Fields and hedgerows would be overrun by monstrous insects and gigantic, unstoppable weeds. A few amoral chancers would be made extremely rich while poor farmers would stare at barren earth.
The Lib-Con coalition’s decision to approve a field trial of GM potatoes earlier this month provoked outrage.
“The government,” said Friends of the Earth (FoE), “is wasting millions of pounds of taxpayers’ money by forging ahead with unnecessary and unpopular GM crops trials, which threaten local farmers with contamination… We can feed a growing global population without trashing the planet or resorting to factory farms and GM crops — the government must help farmers shift to planet-friendly farming.”
The formerly cautious Lib Dems seem happy to go along with the exercise (it’s a scientific, not a commercial, trial), even if some grass-roots activists will be less forgiving.
The new environment secretary, Caroline Spelman, has been much more explicit than her Labour predecessor in promoting biotechnology as a force for good and moving it towards the political mainstream. GM, she insists, “can bring benefits in food to the marketplace” and help developing countries feed themselves.
She welcomes the new trial of blight-resistant potatoes and applauds the reality that “developments in crop breeding and precision agriculture that might have been viewed as science fiction are now clearly science fact”.
Science fact they may be, but public acceptance is a different matter altogether. “Our big problem is to overcome fear,” says Professor Jonathan Jones at the Sainsbury Laboratory in Norwich, which is running the potato trial. “We have to help supermarkets explain to their customers that this technology is environmentally beneficial and has no health risks. What people completely fail to do is consider the cost of not doing it.”
The size of the hurdle was demonstrated this year when the Indian government halted the commercial cultivation of genetically modified aubergines. FoE congratulated the country’s environment minister for having “listened to the concerns of scientists, farmers and the public”. Local “food security experts” welcomed India’s salvation from biological meltdown, and an organic proselytiser announced that “independent studies” in Europe had shown that a shopping list of human ills — fertility loss, organ failure and immune deficiency — could all be “correlated with GM food”. There may be a half-truth buried somewhere in all that, but you’d need a magnifying glass to find it.

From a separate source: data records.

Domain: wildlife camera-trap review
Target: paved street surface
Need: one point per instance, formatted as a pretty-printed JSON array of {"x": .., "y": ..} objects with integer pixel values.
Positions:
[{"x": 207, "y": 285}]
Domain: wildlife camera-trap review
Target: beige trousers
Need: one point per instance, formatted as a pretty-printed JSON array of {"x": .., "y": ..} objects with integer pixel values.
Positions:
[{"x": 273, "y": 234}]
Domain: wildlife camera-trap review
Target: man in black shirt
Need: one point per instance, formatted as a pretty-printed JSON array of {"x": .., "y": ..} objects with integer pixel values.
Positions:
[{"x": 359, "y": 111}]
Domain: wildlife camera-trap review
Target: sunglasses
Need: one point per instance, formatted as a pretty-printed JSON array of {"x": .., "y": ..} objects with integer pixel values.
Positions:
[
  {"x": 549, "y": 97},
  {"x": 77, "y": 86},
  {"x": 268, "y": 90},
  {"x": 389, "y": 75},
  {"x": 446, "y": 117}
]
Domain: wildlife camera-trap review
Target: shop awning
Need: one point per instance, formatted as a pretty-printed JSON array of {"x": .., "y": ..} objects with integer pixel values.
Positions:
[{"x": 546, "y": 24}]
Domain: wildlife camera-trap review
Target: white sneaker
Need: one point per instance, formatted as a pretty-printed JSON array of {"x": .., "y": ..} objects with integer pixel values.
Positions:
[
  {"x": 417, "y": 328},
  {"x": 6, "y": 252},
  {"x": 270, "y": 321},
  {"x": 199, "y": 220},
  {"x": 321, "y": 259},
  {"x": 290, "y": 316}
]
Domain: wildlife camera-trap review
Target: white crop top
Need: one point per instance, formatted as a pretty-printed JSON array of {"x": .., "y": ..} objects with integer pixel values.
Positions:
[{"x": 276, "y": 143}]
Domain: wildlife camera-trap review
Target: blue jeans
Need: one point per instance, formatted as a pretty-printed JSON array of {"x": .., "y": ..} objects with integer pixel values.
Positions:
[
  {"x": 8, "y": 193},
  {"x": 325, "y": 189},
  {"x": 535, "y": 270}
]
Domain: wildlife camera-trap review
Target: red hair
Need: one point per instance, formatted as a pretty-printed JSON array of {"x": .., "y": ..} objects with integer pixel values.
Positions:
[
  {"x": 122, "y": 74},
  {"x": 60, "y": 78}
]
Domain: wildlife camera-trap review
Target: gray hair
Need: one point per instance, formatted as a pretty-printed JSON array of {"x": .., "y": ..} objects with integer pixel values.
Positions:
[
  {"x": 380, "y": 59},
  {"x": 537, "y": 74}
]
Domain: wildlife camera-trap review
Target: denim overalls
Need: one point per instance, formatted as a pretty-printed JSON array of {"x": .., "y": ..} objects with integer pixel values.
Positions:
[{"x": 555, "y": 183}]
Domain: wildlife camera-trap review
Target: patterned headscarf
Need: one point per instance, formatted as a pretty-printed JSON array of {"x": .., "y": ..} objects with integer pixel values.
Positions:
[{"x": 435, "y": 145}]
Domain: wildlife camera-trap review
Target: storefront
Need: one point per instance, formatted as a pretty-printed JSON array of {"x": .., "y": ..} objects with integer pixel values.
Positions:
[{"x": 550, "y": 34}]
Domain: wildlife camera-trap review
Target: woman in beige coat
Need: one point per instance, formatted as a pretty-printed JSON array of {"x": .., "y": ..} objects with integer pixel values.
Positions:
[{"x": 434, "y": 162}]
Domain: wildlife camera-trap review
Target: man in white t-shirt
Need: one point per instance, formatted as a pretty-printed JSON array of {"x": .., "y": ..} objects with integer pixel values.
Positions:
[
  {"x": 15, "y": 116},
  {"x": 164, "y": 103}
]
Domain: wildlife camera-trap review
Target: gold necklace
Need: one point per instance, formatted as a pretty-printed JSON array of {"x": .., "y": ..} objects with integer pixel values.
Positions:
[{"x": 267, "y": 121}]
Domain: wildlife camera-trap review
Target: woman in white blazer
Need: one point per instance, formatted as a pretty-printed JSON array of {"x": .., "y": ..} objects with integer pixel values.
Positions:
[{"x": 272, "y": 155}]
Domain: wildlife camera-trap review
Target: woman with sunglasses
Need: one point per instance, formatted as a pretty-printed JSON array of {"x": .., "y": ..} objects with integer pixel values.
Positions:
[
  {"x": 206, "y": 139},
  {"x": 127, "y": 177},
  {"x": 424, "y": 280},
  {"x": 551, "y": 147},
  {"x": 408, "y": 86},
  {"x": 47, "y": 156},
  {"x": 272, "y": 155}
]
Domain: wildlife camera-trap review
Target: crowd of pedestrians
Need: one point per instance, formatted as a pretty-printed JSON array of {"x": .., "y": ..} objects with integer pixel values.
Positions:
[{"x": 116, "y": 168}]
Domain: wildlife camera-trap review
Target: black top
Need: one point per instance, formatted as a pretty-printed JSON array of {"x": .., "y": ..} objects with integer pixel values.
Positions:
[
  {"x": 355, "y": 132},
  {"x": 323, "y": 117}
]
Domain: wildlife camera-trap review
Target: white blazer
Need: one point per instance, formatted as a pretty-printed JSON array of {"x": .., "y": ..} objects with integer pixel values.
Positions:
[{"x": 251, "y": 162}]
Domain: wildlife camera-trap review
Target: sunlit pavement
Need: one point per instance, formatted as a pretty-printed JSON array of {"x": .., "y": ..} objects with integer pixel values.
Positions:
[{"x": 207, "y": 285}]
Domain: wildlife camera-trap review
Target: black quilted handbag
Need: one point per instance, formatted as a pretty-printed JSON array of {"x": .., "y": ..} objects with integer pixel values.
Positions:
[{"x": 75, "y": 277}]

In fact the Indian government’s own scientific advisers had said the pest-resistant aubergines were safe to eat and beneficial to the environment. It was not science that kept the crop out of the ground, it was politics. In the same way, it is politics that bars GM seed from the European Union, whose own scientific adviser, the European Food Safety Authority, is used to having its judgments thrown back in its face. It is politics that drives British supermarkets to promise a frightened populace that their products are “GM free”, and politics that leaves Europe trailing the rest of the world in a technology it once led.
------
There is still a long way to go. Despite the EC’s decision to admit the BASF potato, some member states — notably Italy and Austria — declared they would not grow it, and the French demanded more research. Surprising nobody, Friends of the Earth complained that the EC had “ignored public opinion and safety concerns to please the world’s biggest chemical company”. It remains difficult for the campaigners to allow that any decision favourable to GM could be innocent of corruption. In May, two members of a steering group set up by the FSA to lead public dialogue on GM resigned, accusing the FSA of a “dogmatically entrenched” pro-GM bias.
There is nothing new in distrust of difficult science. Think of the reaction to Edward Jenner when he said pus from a cowpox pustule would preserve humans from smallpox; or to the claim that boiling and cooling milk would eradicate tuberculosis. The ills to be eradicated now are climate change and hunger. GM is not a magic bullet that will cure them on its own, but it offers more than we can afford to ignore. In time, it must happen. Europe will catch up with the rest of the world and the future will have its say.